Record: Varmints
Label: Moshi Moshi
Year of Release: 2016
Sounds like: Art Pop,Progressive Pop, Experimental Electronica, Modern Classical
Scotland/England
Anna Meredith is an Scotish (English born) multi instrumentalist and producer graduated at the Royal College of Music and awarded different prizes throughout her career. Varmints is her debut album, though not her first work in music; she has been linked to the BBC audio works for nearly a decade and had collaborated with people like Goldie or Shlomo, and made music for proms written by dudes such as Phillip Ridley, Varmints won the Scottish album of the year, something huge given that Scotland has an enormous history of amazing composers and long plays that they bring to this world, basically year by year. Varmints is an experimental album full of synths, orchestration, strings, wind instruments, beat boxes, and some vocals (not a lot) where Meredith give us a tiny glance of her broken, soft, contracted and very British voice
Does it work?
Regina Says: I listened to this record with a bunch of different preconceived perceptions,mostly 'cause I had heard different opinions on it , the two most frequent were certainly clear: it was very good and risky record, but also a very complicated one, which is great since I love challenges and be challenged by music, I kinda hate it when people say things like ''i wanna hear something nice ´cause I do not have too much time'' or, when it comes to books, ''I don't have that much time so I wanna read something that I might find enjoyable'', it is awful, because...,you know, that is pretty lazy, I mean, things aren't that easy, and sometimes you will need to unravel some stuff till you decide whether you enjoy it or not; and it is like, a great thing to do. I mean, some of the albums that we have reviewed here go into that vein, they have taken me 3 or 4 times to find out magic or poorness in them.

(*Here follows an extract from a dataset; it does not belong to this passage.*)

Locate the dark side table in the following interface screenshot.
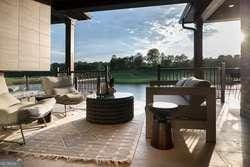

Music works like that. Anna Meredith's Varmints is a pretentious album, a very pompous one, yes, it is. But it some how manages its pretentiousness to a solid state that doesn't feel forced nor annoying at all. There is nothing worse than something (or someone) pretentious that does not hold its pretensions/presumption. This album does it, and it does it very well. The sounds, the vocals, the most irritating things like the chords and all the orchestral stuff, they disarm you and give you a very elaborated and (maybe) overproduced album, yet a very emotional and thrilling one. Meredith didn't fail. She is a keeper.
Rate: Highly Recommendable
Hugo Menanth Says: Anna Meredith's music, in this album, is nothing but avant pop, it is pop that you feel like something else. The ''themes'' that compose it, feel kinda plastic and obviously processed, but spiced with a tinge of humanism that xylophones, tubas and celos provide. This clash between electronica and instrumental/neo classical music is not really new, some people, even from the new age era, have done it before. The good thing about Meredith is that her music is personal and private, it really captures the term ''avant garde'', it doesn't sound like a recycled formula, it sounds like an electroencephalogram of her brain, in which we see all her ideas,bright spots of noise and color that float from one hemisphere to other, she seems to be kinda crazy, and I'm glad she is. The way she put all those ideas into music is something really respectable and pretty, the energy of her sound puts you in a state of reverie that lasts for long. It's repetitive, dramatically programmed, and unable to be hated.
If you can see her live, do it, so synchronized and perfect.